于蘇驚訝的張大小嘴巴,心說怎么就扯上自己面子大不大的問題了呢還沒等她開口,已經趕著牛車過了彎道的李先文忙就開口了。
他先是瞪了自家弟弟一眼,而后看著于蘇。
“阿妹別聽你二哥的,這不是阿爹阿娘想著劁豬的法子是你的,才想著說讓你親眼看看,家里這劁了的豬到底能殺多少肉出來,也想讓你高興高興,這才等著你們家去的么,你二哥就愛作怪。”
“哦,原來是這樣”,于蘇點頭。
等牛車載著他們到了李家寨,車都沒過風雨橋呢,早就等候在橋頭打探,甚至都爬上樹頂張望的娃兒們,遠遠的就看到了熟悉的牛車,那是張開嗓門就大聲喊。
“哦哦哦,文叔武叔帶著小姑姑家來咯,族長爺爺,可以殺肥豬啦”
一聲落,聲聲起,一聲傳一聲。
“噢噢噢,小姑姑家來了,族長爺爺殺豬啦”
“殺豬啦,殺豬啦”
“噢噢噢,殺大肥豬啦”
這熱情的喲,都還沒過年呢,竟是比過年還熱鬧。
可不是熱鬧么,那么肥壯的一頭豬,估摸著都得上三百斤了吧堪比深山經年的老野豬了
這還只是喂了小半年的,這要是從年頭喂養到年尾嘶,他們自己都簡直不敢想象,這豬能胖成哪樣去,怕不得成精了啊喂。
帶著看稀奇熱鬧的好奇心,也是農家人天然對牲口的熱情熱愛,李家寨中莫要說是小娃子們早早就期盼了,就是那上了年紀的老人,家里的婦人,一個個都忍不住的停下了手里的活計,都守在寨子里的院壩中,焦急而又耐心的等帶著。
眼看著娃兒們的歡呼報信聲傳來,李家寨最年長,今年七十有二的族老,重重一杵雙手拄著拐杖,聲音異常洪亮。

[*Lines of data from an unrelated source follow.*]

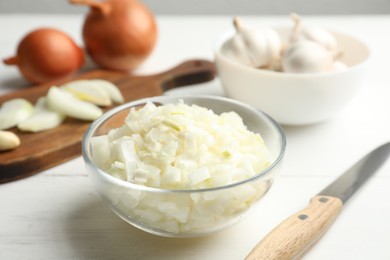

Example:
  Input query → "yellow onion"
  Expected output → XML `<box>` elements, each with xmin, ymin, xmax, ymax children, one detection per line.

<box><xmin>69</xmin><ymin>0</ymin><xmax>157</xmax><ymax>71</ymax></box>
<box><xmin>3</xmin><ymin>28</ymin><xmax>84</xmax><ymax>83</ymax></box>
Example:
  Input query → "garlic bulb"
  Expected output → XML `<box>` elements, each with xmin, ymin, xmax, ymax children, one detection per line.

<box><xmin>282</xmin><ymin>40</ymin><xmax>336</xmax><ymax>73</ymax></box>
<box><xmin>290</xmin><ymin>13</ymin><xmax>339</xmax><ymax>52</ymax></box>
<box><xmin>228</xmin><ymin>17</ymin><xmax>282</xmax><ymax>68</ymax></box>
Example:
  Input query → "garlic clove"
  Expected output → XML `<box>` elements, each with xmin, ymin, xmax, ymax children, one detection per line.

<box><xmin>0</xmin><ymin>98</ymin><xmax>34</xmax><ymax>130</ymax></box>
<box><xmin>47</xmin><ymin>86</ymin><xmax>103</xmax><ymax>121</ymax></box>
<box><xmin>290</xmin><ymin>13</ymin><xmax>339</xmax><ymax>52</ymax></box>
<box><xmin>0</xmin><ymin>130</ymin><xmax>20</xmax><ymax>151</ymax></box>
<box><xmin>18</xmin><ymin>97</ymin><xmax>65</xmax><ymax>132</ymax></box>
<box><xmin>61</xmin><ymin>80</ymin><xmax>112</xmax><ymax>106</ymax></box>
<box><xmin>231</xmin><ymin>17</ymin><xmax>282</xmax><ymax>68</ymax></box>
<box><xmin>282</xmin><ymin>40</ymin><xmax>335</xmax><ymax>73</ymax></box>
<box><xmin>328</xmin><ymin>61</ymin><xmax>348</xmax><ymax>72</ymax></box>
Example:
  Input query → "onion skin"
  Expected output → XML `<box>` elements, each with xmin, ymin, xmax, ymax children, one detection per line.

<box><xmin>70</xmin><ymin>0</ymin><xmax>157</xmax><ymax>71</ymax></box>
<box><xmin>3</xmin><ymin>28</ymin><xmax>85</xmax><ymax>84</ymax></box>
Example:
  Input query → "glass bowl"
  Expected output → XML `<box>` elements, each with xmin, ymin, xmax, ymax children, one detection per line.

<box><xmin>82</xmin><ymin>96</ymin><xmax>286</xmax><ymax>237</ymax></box>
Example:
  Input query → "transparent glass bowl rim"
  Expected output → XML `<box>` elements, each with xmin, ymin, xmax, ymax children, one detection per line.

<box><xmin>82</xmin><ymin>95</ymin><xmax>286</xmax><ymax>193</ymax></box>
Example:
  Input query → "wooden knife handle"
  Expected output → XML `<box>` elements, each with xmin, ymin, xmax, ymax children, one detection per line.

<box><xmin>245</xmin><ymin>196</ymin><xmax>343</xmax><ymax>260</ymax></box>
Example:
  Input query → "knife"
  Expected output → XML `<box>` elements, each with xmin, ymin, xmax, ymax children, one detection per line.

<box><xmin>245</xmin><ymin>142</ymin><xmax>390</xmax><ymax>260</ymax></box>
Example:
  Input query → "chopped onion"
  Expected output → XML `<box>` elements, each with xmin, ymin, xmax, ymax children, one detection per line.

<box><xmin>92</xmin><ymin>102</ymin><xmax>271</xmax><ymax>233</ymax></box>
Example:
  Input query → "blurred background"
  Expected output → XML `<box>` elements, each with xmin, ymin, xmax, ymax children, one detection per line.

<box><xmin>0</xmin><ymin>0</ymin><xmax>390</xmax><ymax>15</ymax></box>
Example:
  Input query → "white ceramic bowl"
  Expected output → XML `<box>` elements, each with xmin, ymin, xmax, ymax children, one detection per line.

<box><xmin>214</xmin><ymin>28</ymin><xmax>370</xmax><ymax>125</ymax></box>
<box><xmin>82</xmin><ymin>96</ymin><xmax>286</xmax><ymax>237</ymax></box>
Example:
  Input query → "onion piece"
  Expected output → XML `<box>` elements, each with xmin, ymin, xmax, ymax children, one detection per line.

<box><xmin>0</xmin><ymin>130</ymin><xmax>20</xmax><ymax>152</ymax></box>
<box><xmin>47</xmin><ymin>86</ymin><xmax>103</xmax><ymax>121</ymax></box>
<box><xmin>61</xmin><ymin>80</ymin><xmax>112</xmax><ymax>106</ymax></box>
<box><xmin>18</xmin><ymin>97</ymin><xmax>65</xmax><ymax>132</ymax></box>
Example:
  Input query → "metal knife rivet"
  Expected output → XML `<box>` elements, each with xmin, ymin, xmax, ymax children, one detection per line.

<box><xmin>298</xmin><ymin>214</ymin><xmax>308</xmax><ymax>220</ymax></box>
<box><xmin>319</xmin><ymin>197</ymin><xmax>328</xmax><ymax>203</ymax></box>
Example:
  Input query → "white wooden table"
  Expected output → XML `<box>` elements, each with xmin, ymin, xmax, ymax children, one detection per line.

<box><xmin>0</xmin><ymin>14</ymin><xmax>390</xmax><ymax>260</ymax></box>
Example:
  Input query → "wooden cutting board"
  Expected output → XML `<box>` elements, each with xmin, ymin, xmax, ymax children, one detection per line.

<box><xmin>0</xmin><ymin>60</ymin><xmax>215</xmax><ymax>183</ymax></box>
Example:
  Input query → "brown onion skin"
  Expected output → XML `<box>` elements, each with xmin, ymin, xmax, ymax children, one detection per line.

<box><xmin>4</xmin><ymin>28</ymin><xmax>85</xmax><ymax>84</ymax></box>
<box><xmin>79</xmin><ymin>0</ymin><xmax>157</xmax><ymax>71</ymax></box>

“人來了,茂山啊,準備開始,趕緊的,跟侄媳婦去把那牲口趕出來,我們殺豬”
李茂山響亮的應聲,“哎,四叔,您放心吧,已經去了。”
等于蘇被一群小娃子圍攏著,嘰嘰咋咋,鬧哄哄的帶到院壩曬場中的時候,那一步三顫的花毛豬,已經被一群壯小伙趕到了院壩中來。
看到于蘇的人,眾人朝著于蘇喊人的喊人,憨笑的憨笑,于蘇連連應聲,腦袋點不停,回復的笑容都還掛在臉上,轉眼間就被干糧龍明杏給攬到了一邊。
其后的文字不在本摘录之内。